Appel d’un jugement de la Cour supérieure ayant accueilli un moyen de non-recevabilité. Rejeté.

L’intimée, propriétaire du quotidien Le Journal de Montréal, a publié un article de l’intimé où il était question notamment d’un projet immobilier de l’appelante. Deux cent vingt-six jours après avoir pris connaissance de l’article, l’appelante a déposé une demande en dommages-intérêts pour diffamation, réclamant 508 256 $ pour compenser les pertes pécuniaires subies en raison de fausses accusations — collaboration avec le clan criminel Desjardins et recyclage des produits de la criminalité — contenues dans l’article du journal. Elle réclamait aussi 25 000 $ à chacun des intimés à titre de dommages moraux pour atteinte à sa réputation, en plus de requérir le retrait de l’article du site Internet du journal et la publication d’une rétractation complète.
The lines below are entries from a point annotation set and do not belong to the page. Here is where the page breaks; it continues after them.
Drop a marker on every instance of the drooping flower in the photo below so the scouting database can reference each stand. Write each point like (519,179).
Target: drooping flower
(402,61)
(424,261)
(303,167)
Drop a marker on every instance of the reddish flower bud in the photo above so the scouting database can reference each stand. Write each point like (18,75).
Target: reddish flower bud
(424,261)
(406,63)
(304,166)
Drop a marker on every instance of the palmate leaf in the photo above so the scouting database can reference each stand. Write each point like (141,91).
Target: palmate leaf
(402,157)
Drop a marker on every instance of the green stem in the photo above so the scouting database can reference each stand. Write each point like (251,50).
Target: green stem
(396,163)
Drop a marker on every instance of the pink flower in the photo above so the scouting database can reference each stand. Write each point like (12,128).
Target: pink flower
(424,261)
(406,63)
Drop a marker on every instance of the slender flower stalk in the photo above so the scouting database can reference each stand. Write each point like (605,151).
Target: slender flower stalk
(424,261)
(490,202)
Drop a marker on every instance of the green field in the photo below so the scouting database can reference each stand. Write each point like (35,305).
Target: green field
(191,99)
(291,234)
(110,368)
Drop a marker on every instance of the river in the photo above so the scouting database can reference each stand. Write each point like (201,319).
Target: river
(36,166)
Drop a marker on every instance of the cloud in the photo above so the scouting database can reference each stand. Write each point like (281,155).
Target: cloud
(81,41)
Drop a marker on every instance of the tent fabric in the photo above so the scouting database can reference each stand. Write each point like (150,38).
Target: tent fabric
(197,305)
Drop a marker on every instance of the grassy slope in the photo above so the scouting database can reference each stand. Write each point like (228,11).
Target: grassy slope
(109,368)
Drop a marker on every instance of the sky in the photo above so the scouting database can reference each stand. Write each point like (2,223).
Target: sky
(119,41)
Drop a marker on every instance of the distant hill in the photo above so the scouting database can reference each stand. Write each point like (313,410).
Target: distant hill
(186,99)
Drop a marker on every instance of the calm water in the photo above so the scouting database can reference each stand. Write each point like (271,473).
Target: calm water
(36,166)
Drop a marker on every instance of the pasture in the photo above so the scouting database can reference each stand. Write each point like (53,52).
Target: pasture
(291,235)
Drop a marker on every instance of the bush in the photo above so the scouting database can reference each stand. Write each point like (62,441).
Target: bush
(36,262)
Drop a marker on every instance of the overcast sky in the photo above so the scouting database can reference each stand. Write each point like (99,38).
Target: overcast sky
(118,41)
Le juge de première instance a accueilli une requête en irrecevabilité de la demande, ayant conclu que celle-ci était prescrite en vertu de l’article 2 de la Loi sur la presse. Il a par ailleurs noté que l’article 9 de cette loi, invoqué par l’appelante, ne s’appliquait pas puisqu’il n’y avait aucune accusation d’infraction criminelle et qu’une lecture de l’article attaqué ne permettait pas de voir de diffamation à l’endroit de l’appelante.

Décision

Mme la juge Thibault: L’article 2 de la loi prévoit un délai de prescription de 3 mois pour intenter une action lorsqu’une personne «qui se croit lésée par un article publié dans un journal» veut réclamer des dommages-intérêts. L’article 9 a) de la loi prévoit une exception et allonge ce délai de prescription à 1 an si le journal accuse une personne d’un acte criminel. En l’espèce, l’article visé ne contient aucune accusation d’infraction criminelle contre l’appelante, ni directe ni indirecte. Un lecteur ne pourrait déduire qu’elle se livre à du blanchiment d’argent au profit du clan Desjardins ni à du recyclage des produits de la criminalité. Il est possible qu’il soit amené à penser que la famille Desjardins tirera des bénéfices de la vente du terrain et des unités en copropriété du projet, mais non que l’appelante, par son projet immobilier, est à la solde de cette famille ni qu’elle a commis une infraction criminelle. Par conséquent, la prescription de 3 mois s’applique et le juge n’a pas commis d’erreur en accueillant le moyen d’irrecevabilité.